What Nightly News Shows Can Learn From PBS' Climate CoverageJanuary 9, 2013 3:20 PM EST ››› JILL FITZSIMMONS
A Media Matters analysis found that the nightly news programs on ABC, CBS and NBC largely ignored climate change in 2012, despite record-breaking temperatures and a series of extreme weather events in the U.S. By contrast, PBS NewsHour devoted almost twice as many segments to climate change as the other networks combined.

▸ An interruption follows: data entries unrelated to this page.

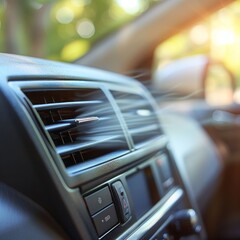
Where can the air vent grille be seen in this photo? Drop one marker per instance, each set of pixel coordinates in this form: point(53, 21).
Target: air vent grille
point(81, 123)
point(139, 116)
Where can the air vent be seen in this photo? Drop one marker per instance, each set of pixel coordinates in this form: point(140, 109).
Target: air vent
point(139, 116)
point(81, 123)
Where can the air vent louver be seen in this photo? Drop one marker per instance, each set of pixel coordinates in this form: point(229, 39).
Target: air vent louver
point(139, 116)
point(81, 123)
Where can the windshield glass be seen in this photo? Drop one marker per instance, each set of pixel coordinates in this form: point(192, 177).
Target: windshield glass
point(62, 30)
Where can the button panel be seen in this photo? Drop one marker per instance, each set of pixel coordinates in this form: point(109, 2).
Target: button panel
point(105, 220)
point(122, 200)
point(98, 200)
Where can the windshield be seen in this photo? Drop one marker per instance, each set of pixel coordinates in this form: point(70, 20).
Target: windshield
point(62, 30)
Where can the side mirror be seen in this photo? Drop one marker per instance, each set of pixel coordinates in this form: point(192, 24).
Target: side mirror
point(196, 77)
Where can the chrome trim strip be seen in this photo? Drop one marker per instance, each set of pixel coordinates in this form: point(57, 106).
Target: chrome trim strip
point(146, 226)
point(48, 106)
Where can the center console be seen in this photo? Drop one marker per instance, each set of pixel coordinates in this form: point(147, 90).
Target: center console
point(100, 139)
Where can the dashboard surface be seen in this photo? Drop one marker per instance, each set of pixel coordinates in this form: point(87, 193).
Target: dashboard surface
point(85, 154)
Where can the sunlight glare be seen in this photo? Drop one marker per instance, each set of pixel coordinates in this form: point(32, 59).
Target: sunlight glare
point(130, 6)
point(223, 37)
point(199, 34)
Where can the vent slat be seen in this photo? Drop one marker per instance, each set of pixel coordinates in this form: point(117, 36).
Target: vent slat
point(139, 116)
point(70, 148)
point(69, 124)
point(62, 105)
point(81, 123)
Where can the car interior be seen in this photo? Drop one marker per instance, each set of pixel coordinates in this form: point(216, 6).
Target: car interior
point(115, 145)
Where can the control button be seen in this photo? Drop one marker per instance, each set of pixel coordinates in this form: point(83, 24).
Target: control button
point(122, 201)
point(105, 220)
point(98, 200)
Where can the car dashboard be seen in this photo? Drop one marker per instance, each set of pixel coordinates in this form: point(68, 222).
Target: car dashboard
point(87, 154)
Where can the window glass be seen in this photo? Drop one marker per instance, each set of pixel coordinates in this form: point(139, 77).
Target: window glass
point(65, 29)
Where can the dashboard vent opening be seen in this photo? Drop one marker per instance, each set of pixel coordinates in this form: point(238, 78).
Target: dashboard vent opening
point(81, 123)
point(140, 117)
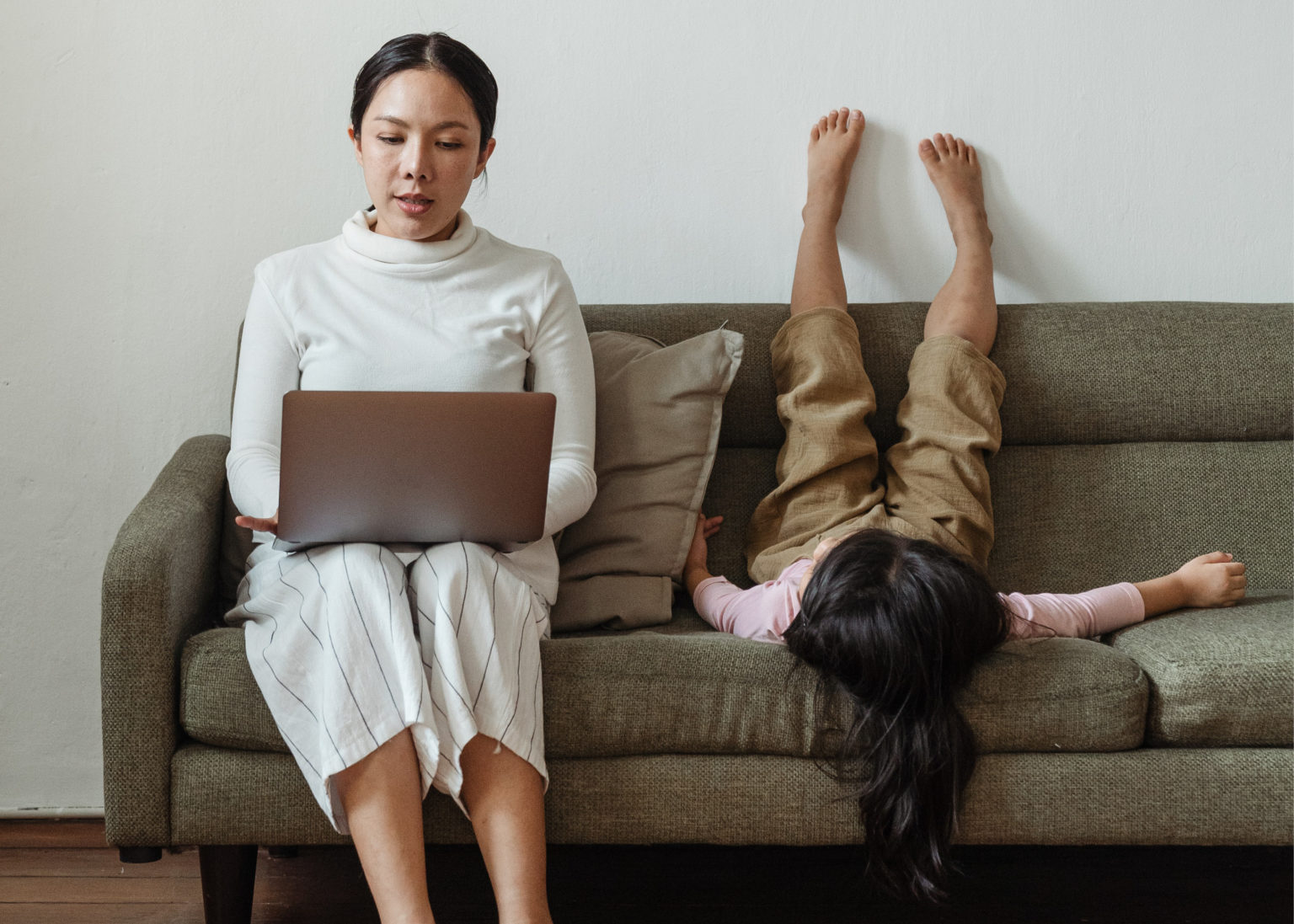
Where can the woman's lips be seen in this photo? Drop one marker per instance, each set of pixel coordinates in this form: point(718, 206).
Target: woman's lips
point(413, 205)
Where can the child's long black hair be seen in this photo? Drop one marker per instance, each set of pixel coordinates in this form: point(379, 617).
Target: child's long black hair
point(897, 624)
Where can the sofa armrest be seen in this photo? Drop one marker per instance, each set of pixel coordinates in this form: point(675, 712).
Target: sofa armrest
point(158, 585)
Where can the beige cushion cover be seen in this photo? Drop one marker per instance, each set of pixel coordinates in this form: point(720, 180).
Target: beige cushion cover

When the National Climatic Data Center announced Tuesday that 2012 was the hottest year in recorded history for the contiguous U.S., broadcast networks admirably devoted segments connecting the announcement to climate change. But for most of the year they turned a blind eye to climate change, even while reporting on its consequences. Together, the nightly news programs on ABC, CBS and NBC devoted only 12 segments to climate change in 2012. PBS' coverage stood out, with its nightly news program dedicating 23 segments to the issue:
PBS' coverage included interviews with 29 climate scientists -- more than ABC, CBS and NBC combined. In September, the program made the mistake of seeking false balance in its reporting, giving non-expert Anthony Watts a platform to cast doubt on the science of climate change. PBS Ombudsman Michael Getler later criticized the segment, noting that it is "wrong to create an artificial or false equivalence" between the views of climate "skeptics" and the established science. But in the majority of its coverage, PBS acknowledged the scientific consensus that human activity is warming the planet and turned to climate experts to educate its audience on the causes and impacts of climate change.

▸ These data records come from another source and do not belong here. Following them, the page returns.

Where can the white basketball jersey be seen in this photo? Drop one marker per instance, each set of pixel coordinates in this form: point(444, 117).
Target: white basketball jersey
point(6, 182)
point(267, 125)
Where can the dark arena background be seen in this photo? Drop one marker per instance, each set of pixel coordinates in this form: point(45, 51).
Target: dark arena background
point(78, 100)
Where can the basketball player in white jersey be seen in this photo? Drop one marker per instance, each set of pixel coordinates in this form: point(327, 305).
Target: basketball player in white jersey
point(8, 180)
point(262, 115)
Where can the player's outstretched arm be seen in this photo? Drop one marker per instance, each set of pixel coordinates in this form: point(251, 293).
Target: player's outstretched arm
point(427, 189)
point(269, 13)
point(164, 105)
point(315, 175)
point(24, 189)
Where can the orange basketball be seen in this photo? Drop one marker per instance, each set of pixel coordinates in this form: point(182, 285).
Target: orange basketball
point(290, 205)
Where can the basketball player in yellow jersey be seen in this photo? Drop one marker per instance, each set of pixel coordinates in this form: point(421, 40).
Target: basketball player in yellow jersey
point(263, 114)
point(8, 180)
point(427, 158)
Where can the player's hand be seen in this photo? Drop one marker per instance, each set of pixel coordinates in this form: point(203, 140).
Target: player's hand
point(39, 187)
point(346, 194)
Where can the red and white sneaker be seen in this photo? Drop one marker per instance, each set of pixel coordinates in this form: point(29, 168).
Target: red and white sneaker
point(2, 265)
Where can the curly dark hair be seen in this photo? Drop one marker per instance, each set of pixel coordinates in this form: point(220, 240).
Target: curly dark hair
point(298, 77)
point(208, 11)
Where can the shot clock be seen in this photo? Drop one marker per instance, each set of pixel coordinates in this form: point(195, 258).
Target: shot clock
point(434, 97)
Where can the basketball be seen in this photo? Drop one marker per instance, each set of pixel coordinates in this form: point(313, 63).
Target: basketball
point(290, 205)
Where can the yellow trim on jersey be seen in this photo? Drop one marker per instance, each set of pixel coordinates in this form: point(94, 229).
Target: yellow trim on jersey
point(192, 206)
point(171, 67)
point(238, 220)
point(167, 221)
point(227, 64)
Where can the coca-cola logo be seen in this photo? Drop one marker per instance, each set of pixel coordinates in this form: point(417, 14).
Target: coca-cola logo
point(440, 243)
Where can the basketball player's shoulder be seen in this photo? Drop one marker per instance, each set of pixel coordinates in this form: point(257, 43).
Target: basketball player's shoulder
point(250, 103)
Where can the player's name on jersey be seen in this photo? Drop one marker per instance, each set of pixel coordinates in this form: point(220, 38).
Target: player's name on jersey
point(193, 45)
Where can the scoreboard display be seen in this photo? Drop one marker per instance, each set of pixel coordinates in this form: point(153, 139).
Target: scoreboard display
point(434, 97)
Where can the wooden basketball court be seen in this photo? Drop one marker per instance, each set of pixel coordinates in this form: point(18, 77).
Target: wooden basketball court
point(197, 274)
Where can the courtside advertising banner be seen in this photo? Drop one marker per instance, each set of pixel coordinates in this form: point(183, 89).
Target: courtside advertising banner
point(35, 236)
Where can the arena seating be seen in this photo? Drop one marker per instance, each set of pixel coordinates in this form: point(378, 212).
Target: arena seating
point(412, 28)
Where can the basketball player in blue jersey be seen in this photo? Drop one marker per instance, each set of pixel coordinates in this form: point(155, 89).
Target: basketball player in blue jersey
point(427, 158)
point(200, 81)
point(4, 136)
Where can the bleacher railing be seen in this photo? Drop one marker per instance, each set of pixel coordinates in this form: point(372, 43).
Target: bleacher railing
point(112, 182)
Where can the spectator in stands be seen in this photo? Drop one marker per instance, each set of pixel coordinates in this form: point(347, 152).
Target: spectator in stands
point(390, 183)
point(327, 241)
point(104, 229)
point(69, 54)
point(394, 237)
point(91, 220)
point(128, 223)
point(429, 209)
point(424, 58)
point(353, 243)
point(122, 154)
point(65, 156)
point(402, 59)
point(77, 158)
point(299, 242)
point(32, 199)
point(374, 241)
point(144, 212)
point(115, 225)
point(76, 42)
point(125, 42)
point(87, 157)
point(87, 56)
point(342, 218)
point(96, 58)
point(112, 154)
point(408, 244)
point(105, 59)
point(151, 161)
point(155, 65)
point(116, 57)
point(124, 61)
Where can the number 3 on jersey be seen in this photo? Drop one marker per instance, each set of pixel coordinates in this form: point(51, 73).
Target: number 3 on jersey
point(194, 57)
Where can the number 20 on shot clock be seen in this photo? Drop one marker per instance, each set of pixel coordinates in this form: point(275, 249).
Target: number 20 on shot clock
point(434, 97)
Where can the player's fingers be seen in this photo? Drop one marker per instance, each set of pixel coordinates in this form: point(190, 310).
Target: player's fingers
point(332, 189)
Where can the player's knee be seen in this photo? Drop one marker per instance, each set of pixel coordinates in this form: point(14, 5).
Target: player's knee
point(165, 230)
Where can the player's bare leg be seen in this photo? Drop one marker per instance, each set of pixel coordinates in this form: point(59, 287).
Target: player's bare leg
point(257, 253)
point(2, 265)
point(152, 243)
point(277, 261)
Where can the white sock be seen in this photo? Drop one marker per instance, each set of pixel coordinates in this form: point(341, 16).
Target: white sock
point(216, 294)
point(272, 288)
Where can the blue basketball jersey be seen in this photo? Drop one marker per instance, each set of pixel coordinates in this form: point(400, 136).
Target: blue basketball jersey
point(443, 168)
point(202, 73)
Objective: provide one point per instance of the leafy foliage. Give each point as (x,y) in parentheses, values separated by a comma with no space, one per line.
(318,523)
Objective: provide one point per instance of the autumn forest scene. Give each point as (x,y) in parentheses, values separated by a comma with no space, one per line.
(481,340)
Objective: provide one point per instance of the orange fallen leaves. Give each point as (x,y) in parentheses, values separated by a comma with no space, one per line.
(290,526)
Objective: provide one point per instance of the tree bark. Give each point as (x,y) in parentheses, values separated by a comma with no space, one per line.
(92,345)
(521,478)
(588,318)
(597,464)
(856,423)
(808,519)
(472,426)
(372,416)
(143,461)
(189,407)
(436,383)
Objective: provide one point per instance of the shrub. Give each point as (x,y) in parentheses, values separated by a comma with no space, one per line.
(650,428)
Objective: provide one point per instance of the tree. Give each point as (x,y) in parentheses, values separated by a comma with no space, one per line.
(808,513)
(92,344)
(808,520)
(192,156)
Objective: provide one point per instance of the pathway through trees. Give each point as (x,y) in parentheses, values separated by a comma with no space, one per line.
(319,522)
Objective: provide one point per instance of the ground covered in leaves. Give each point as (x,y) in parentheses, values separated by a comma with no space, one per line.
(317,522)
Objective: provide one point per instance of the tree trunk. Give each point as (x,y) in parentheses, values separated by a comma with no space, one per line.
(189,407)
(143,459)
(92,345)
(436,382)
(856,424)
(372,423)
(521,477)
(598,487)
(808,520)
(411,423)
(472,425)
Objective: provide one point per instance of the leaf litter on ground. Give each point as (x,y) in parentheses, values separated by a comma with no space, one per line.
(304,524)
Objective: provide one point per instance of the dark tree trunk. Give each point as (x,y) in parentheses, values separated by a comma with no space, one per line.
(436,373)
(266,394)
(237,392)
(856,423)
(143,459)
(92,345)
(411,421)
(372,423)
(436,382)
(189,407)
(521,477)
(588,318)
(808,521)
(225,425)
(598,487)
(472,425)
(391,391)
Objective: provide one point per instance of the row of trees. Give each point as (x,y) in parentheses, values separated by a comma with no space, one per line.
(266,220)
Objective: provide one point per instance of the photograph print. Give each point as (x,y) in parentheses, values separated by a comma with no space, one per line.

In July, for example, PBS NewsHour hosted National Center for Atmospheric Research scientist Kevin Trenberth to discuss the connection between climate change and the extreme heat and massive wildfires occurring in the West. The following week, National Climatic Data Center Director Thomas Karl was interviewed on the role of manmade climate change in extreme weather events around the globe. And in August, PBS interviewed NASA scientist James Hansen on his findings that climate change has increased the probability of heat waves, wildfires and other extreme weather. These segments were compelling and informative, and rightly treated climate change as a reality rather than a political issue up for debate.
PBS NewsHour covered a broad range of climate change stories in 2012, from international climate negotiations to the local impact of rising temperatures on cherry farmers in Michigan and salmon fishermen in the Pacific Northwest. Other networks should take note, and stop passing up opportunities to inform the public on climate change.